Scott Thompson

Personal information
- Born: Citrus Heights, California
- Nationality: American
- Listed height: 7 ft 0 in (2.13 m)
- Listed weight: 260 lb (118 kg)

Career information
- High school: Mesa Verde (Citrus Heights, California)
- College: San Diego (1983–1987)
- NBA draft: 1987: 4th round, 81st overall pick
- Selected by the Washington Bullets
- Position: Center

Career history
- 1987–1988: Mississippi Jets

Career highlights and awards
- WCAC Player of the Year (1987); 3× First-team All-WCAC (1985–1987); WCAC Freshman of the Year (1984);

= Scott Thompson (basketball player) =

American former basketball player

Scott Thompson is an American former basketball player. He is one of the best players in University of San Diego history and was named the conference player of the year of the West Coast Athletic Conference (WCAC) in 1987.

==College career==
Thompson, a 7 ft center from Mesa Verde High School in Citrus Heights, California, played basketball for coach Hank Egan at San Diego, where he was friends and teammates with future NBA coach Eric Musselman. Thompson was an immediate impact player for the Toreros, helping the team to the first NCAA tournament berth in program history in 1984. He was also named WCAC freshman of the year.
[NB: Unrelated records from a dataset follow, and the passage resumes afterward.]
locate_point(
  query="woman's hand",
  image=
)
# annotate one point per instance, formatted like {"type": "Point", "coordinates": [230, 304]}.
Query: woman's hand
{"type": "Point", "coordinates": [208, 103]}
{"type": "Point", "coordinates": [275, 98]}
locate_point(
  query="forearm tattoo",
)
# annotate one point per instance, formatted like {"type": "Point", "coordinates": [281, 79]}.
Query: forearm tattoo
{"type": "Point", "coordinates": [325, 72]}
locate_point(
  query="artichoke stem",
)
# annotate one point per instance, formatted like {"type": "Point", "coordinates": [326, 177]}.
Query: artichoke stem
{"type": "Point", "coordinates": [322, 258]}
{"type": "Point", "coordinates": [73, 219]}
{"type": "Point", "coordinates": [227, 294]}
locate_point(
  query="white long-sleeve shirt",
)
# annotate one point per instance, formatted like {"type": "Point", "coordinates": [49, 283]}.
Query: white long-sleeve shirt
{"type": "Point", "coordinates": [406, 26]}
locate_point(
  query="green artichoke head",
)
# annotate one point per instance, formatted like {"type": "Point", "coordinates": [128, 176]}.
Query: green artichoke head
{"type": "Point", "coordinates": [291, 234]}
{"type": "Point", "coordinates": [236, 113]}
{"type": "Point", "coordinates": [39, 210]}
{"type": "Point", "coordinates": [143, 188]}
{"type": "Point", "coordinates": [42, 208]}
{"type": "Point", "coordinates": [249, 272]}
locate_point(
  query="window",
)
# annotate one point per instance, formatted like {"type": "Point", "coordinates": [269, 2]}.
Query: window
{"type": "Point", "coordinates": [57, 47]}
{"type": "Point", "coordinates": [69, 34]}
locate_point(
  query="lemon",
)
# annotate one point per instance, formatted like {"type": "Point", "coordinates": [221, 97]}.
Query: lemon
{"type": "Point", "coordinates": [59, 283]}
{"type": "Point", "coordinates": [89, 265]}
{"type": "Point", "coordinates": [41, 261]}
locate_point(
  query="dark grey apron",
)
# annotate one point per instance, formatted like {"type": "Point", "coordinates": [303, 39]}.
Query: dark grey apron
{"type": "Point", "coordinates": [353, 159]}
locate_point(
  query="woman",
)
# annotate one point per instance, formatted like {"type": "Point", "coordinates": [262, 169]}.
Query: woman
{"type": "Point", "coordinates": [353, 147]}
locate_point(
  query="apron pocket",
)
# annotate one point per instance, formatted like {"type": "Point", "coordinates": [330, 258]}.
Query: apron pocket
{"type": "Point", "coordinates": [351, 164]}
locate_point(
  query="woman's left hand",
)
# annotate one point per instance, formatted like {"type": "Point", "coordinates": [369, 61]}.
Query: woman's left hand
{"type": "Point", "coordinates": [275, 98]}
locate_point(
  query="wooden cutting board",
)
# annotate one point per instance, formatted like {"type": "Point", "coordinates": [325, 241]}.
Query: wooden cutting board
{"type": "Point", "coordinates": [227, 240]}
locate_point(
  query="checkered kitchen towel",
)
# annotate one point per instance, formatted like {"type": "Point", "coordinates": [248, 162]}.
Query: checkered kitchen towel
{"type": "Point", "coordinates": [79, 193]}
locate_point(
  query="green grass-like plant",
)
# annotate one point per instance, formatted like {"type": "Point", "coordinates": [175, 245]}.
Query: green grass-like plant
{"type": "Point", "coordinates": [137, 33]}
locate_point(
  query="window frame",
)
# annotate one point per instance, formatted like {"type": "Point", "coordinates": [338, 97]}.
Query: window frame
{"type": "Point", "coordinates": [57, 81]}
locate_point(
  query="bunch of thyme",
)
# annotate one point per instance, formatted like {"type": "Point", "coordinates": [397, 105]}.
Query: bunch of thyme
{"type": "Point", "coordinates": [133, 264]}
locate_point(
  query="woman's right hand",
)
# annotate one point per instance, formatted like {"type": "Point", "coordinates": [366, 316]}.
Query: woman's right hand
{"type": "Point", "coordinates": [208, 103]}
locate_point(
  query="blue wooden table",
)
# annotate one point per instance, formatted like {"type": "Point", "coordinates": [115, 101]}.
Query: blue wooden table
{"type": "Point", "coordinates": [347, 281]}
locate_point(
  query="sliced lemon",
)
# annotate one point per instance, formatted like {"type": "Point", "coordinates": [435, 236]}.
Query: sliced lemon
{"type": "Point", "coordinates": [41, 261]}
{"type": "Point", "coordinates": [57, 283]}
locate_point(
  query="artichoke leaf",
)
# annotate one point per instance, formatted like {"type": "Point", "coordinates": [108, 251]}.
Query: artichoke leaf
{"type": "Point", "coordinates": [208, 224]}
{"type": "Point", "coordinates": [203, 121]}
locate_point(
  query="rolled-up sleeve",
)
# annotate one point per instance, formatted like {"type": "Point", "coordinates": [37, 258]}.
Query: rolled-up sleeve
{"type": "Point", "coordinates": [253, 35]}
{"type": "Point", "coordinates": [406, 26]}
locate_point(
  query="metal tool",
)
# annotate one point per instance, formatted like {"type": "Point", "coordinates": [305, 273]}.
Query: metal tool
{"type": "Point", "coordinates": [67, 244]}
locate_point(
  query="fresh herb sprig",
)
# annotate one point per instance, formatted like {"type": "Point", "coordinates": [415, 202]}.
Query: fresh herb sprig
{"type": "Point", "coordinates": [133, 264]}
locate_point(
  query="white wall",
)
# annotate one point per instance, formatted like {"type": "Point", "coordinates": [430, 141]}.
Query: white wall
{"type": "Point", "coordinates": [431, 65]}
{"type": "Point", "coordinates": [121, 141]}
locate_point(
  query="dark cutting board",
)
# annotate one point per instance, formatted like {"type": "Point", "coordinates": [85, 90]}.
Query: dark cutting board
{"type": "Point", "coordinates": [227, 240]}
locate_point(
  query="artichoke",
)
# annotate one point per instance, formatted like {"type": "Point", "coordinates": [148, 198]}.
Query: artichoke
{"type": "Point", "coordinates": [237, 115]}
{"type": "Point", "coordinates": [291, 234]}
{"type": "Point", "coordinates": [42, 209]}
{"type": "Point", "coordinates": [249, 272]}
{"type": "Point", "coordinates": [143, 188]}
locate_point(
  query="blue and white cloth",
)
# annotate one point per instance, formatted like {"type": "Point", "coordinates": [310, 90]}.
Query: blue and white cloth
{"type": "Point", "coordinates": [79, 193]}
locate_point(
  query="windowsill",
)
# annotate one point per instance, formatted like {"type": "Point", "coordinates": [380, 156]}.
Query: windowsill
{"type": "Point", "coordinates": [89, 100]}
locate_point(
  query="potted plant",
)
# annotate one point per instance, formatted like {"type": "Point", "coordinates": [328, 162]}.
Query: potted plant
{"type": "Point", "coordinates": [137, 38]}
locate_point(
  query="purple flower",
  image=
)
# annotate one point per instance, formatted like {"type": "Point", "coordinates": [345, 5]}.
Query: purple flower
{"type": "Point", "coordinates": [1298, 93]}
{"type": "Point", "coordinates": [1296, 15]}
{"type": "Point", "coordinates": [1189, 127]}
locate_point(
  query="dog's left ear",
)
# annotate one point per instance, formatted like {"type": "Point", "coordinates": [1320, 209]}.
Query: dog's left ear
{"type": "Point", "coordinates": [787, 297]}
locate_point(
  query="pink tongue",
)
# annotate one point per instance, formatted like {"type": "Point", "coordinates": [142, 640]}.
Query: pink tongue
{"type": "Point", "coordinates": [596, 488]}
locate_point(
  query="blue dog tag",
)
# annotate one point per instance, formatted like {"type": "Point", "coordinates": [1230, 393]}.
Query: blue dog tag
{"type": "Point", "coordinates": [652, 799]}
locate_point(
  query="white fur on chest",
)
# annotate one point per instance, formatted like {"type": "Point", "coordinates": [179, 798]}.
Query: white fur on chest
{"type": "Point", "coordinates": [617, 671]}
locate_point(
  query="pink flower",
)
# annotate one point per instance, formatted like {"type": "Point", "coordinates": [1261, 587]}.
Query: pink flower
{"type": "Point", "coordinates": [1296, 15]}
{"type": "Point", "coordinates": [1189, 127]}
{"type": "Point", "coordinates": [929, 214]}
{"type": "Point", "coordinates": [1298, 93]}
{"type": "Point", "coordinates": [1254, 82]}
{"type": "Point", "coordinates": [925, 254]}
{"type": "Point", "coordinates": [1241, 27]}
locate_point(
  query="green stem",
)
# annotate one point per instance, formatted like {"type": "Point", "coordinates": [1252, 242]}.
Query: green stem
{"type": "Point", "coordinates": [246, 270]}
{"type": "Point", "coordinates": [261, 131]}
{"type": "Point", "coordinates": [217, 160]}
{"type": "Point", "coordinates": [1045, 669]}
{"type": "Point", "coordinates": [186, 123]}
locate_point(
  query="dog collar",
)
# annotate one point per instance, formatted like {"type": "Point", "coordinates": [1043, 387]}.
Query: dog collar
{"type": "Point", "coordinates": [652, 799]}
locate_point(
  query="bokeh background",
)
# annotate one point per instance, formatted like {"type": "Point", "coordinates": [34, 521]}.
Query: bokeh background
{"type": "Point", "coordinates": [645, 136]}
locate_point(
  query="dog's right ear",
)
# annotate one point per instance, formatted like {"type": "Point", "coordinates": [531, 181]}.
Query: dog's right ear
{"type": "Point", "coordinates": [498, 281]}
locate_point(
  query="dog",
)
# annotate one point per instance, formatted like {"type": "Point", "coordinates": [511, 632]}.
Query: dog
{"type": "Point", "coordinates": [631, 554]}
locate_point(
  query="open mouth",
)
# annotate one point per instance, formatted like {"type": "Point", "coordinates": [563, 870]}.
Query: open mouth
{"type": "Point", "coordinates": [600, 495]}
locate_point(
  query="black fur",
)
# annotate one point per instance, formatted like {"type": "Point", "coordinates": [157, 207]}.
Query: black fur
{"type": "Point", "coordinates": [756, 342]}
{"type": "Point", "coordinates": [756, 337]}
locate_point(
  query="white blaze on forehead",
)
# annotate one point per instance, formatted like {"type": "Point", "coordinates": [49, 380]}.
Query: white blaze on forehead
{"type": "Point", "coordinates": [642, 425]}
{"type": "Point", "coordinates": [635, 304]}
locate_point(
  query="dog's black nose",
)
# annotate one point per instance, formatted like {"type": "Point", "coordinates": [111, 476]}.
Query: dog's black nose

For the next three seasons, Thompson was named first-team WCAC All-Conference, becoming the first player in school history to be so honored. As a senior in 1986–87, Thompson led USD to a 24–6 record, its best in program history. The team drew more interest than their crosstown counterparts at San Diego State, and they managed to sell out home games while students were off during Christmas break. The Toreros lost a heart-breaking first-round game in the 1987 NCAA tournament to Auburn, 62–61. Thompson had a big individual year, averaging 15.9 points, 7.4 rebounds and 1.4 blocks per game and becoming the first player in school history to be named WCAC player of the year. Still, the Toreros played together as a team and were not solely dependent on Thompson.

Thompson finished his career with 1,379 points (12.1 per game) and graduated as the school's leading Division I career scoring leader. He also left as the school's all time Division I rebounding leader with 740 (6.5 per game). Both marks have since been surpassed. Thompson was named to the USD athletic hall of fame in 2000.

==Professional career==
After graduating from USD, Thompson was drafted by the Washington Bullets in the fourth round (81st pick) of the 1987 NBA draft, however he never played in the league. Thompson played one season in the Continental Basketball Association for the Mississippi Jets.